When I last redesigned my site I settled on a width of 640 pixels, but that now looks anachronistic when even tablets can have screen widths of 1920. This time, I’ve settled on 960 pixels, and I seem to be in good company — several other sites appear to use a similar width. I’ll keep it under review, but this seems like a good choice for the moment.
A while ago I bought myself a tablet — I wanted to see what all the fuss was about. I quickly found that the links on the right-hand side of my page were difficult to select with a finger, so now I’ve switched to square buttons, similar to those on a tablet — these should be equally usable for finger or mouse.

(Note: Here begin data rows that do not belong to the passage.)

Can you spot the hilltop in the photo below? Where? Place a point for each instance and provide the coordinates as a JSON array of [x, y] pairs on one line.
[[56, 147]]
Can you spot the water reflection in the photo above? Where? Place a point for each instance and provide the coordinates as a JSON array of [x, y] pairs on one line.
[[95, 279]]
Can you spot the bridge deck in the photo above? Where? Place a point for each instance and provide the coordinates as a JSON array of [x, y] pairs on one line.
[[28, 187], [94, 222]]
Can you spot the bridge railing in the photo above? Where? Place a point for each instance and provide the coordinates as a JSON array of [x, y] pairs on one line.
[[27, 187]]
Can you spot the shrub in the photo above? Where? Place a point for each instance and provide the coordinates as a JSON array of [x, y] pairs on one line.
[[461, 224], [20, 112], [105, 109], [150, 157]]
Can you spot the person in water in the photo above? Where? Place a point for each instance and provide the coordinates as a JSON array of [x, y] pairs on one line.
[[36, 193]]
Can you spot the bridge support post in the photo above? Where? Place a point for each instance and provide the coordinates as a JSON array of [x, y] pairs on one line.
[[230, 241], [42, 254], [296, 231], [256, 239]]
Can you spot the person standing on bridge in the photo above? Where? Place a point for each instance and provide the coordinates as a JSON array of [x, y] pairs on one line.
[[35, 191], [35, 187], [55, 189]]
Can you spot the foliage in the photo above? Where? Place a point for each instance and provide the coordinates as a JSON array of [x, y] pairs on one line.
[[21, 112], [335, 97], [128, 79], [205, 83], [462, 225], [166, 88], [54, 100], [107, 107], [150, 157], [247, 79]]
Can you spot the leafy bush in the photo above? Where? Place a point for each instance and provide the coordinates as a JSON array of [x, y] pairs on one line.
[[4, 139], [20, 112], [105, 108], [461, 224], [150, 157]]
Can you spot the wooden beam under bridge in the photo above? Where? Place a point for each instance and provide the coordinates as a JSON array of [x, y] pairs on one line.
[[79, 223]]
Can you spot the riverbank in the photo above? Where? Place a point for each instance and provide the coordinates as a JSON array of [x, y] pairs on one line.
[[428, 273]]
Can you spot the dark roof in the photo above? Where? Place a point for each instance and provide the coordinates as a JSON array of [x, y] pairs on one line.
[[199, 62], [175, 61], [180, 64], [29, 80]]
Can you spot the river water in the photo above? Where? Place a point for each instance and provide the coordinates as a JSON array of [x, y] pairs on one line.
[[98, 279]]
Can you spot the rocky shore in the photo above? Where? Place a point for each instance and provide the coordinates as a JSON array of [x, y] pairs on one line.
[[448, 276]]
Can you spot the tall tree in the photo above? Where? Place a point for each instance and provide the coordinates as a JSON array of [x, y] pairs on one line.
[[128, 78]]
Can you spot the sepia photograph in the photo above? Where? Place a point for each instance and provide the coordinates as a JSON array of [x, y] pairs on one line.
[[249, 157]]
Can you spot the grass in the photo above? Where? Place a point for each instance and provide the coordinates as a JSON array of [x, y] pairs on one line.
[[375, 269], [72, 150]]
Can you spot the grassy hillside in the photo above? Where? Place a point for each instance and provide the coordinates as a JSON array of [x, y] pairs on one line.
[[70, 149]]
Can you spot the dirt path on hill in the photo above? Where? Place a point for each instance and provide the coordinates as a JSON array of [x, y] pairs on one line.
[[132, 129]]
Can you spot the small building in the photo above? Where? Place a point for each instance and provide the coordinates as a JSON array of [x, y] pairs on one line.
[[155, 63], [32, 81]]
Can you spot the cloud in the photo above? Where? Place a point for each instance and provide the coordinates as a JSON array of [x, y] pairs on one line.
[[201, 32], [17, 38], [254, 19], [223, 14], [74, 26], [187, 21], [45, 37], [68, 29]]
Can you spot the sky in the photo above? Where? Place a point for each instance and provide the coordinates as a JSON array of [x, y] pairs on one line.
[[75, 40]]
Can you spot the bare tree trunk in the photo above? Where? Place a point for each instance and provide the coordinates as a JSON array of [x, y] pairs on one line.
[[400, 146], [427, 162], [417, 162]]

I’ve also changed the selection of links — there were several that I never used, so they’ve now gone. And I don’t see why my readers shouldn’t share my obsession with Australian Football.
For several years this site was hosted on GoDaddy — a company more famous for its television advertising during the American Football “Super Bowl” than for anything else. But a while ago, GoDaddy started attracting attention for all the wrong reasons. The head of the company made several statements in support of the SOPA and PIPA bills in the United States Congress — these two proposed pieces of legislation were an outrageous overreach on the part of copyright holders in the U.S., attempting to claim the right to censor large parts of the Internet. (Both bills have since been withdrawn, but no-one should assume that the large media companies have given up their fight to control the entire on-line world.)
So, along with a large slice of their customer base, I decided to leave GoDaddy. In my case, I switched to Gandi.net, a small company in Paris, France. From my research at the time they seemed to have an excellent reputation and so far I’ve been very pleased with them. And there’s one further change — the hosting service at GoDaddy was just a static HTTP service, but Gandi gives me a complete virtual machine that I can run as I wish, so I have installed my own web server, along with dynamic template-driven page generation software.
Dynamic Page Generation
I’m hoping this means that it will be easier for me to make changes, and therefore they will occur more frequently. Time will tell whether that actually happens.
All photographs on this web site are “click-through” — that means you can click on any of the smaller or “thumbnail” images to get a larger version, usually 1024 x 680 pixels.
You can also save the image without loading it in your browser — just right-click on the small image and select “Save Target As
” (in Internet Explorer) or
“Save Link As ” (in Firefox or Chrome).